What makes his arguments unusual is that they lead to some chastening conclusions. Here are a few: prisons need to be emptied of all but those who pose a threat to society. Elections must be exposed as a shabby trick on a deluded populace, a lie of democratic choice in a system controlled by money. The media must be revealed as what it is – a corporate capitalist machine to mass-produce stupidity (with the happy exception of this article). The planet needs to be conceptually reconfigured as something other than a resource to be despoiled to keep us in lifestyles that don’t make us happy or fulfilled. The pursuit of economic growth, profit and consumption must be shown up as a damaging value system that, as he puts it, “drives us to chase things that don’t matter and disconnect from things that do”.
If he is right, then it is a waste of time to try to persuade or reform other peoples and cultures. If you want to raise your nation into something better, then you have to exile or exterminate the undesirables.
Democracy is a big sham. Votes are manipulated, and predicted by demographics. Ultimately you need some sort of ethnic cleansing to maintain democracy, or else the barbarians will take over.
Economic growth is another false god. We already have enough riches to make everyone happy, at least in the USA. Chasing profits disconnects us from the corrupting influences of forces outside our control.
He seems to believe that some people can achieve freedom, while most people are effectively slaves. We should stop pretending that the slaves have any agency in their behavior, and start treating them likes the slaves that they are.
I am not saying I agree with him. He states some strange opinions about what is good and bad. He overstates genetic determinism. But if he says he has no free will, maybe we should believe him.
Here is a leftist-atheist-evolutionist who denies free will:
I have no confidence in free will, even though, like all people, I feel as if I have agency.
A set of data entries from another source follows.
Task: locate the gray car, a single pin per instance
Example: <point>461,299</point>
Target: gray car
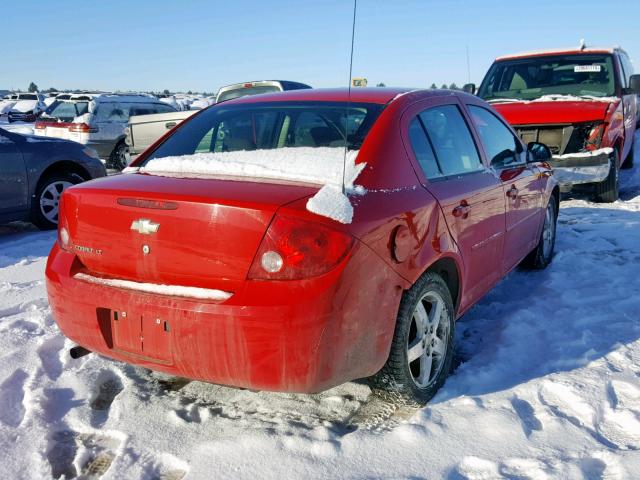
<point>35,170</point>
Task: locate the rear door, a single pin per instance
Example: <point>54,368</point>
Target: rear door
<point>14,187</point>
<point>522,183</point>
<point>470,194</point>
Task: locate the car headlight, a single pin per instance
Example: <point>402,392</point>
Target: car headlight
<point>90,152</point>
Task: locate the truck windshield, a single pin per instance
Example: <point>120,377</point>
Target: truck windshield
<point>580,75</point>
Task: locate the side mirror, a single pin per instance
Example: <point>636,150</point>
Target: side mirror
<point>634,85</point>
<point>471,88</point>
<point>538,152</point>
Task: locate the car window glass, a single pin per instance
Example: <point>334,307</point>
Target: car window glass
<point>162,108</point>
<point>312,130</point>
<point>422,149</point>
<point>499,143</point>
<point>112,112</point>
<point>451,140</point>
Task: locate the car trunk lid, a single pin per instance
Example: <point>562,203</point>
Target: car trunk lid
<point>195,232</point>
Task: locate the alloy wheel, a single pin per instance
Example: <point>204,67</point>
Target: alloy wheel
<point>428,339</point>
<point>50,199</point>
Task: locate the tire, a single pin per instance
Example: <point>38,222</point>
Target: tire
<point>403,375</point>
<point>628,163</point>
<point>117,159</point>
<point>541,256</point>
<point>607,190</point>
<point>44,206</point>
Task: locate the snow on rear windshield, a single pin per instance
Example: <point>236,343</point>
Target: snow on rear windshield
<point>302,142</point>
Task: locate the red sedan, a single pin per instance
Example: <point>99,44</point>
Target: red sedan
<point>248,247</point>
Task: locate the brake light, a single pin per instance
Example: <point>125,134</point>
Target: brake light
<point>82,128</point>
<point>594,137</point>
<point>293,249</point>
<point>64,238</point>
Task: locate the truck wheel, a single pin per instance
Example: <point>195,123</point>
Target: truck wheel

But if I think about it for a millisecond, I know that I could not do otherwise than what I do—nor can anybody else. Has that made me fatalistic, subject to a deteriorating mind? I don’t think so! ...It is hard to see how democracy can work if most people do not have free will. It is also hard to see the libertarian ideal of a consensual society can exist, if people do not have the freedom to make the choices that they appear to have.
I don’t deny for a minute that all of us feel that we make real choices, and could have made different choices. But feeling that and believing that it’s true are different matters. We can still feel that we have agency, but at the same time realize that we don’t—and society will survive. It’s members will be like me, and though you may say that’s not such a good thing, I contend that a nation of determinists is not a nation doomed.
1 comment:
"He challenges the way we think..."
Such clichéd hyperbole turns me off immediately. How does the flack who wrote it know how I think?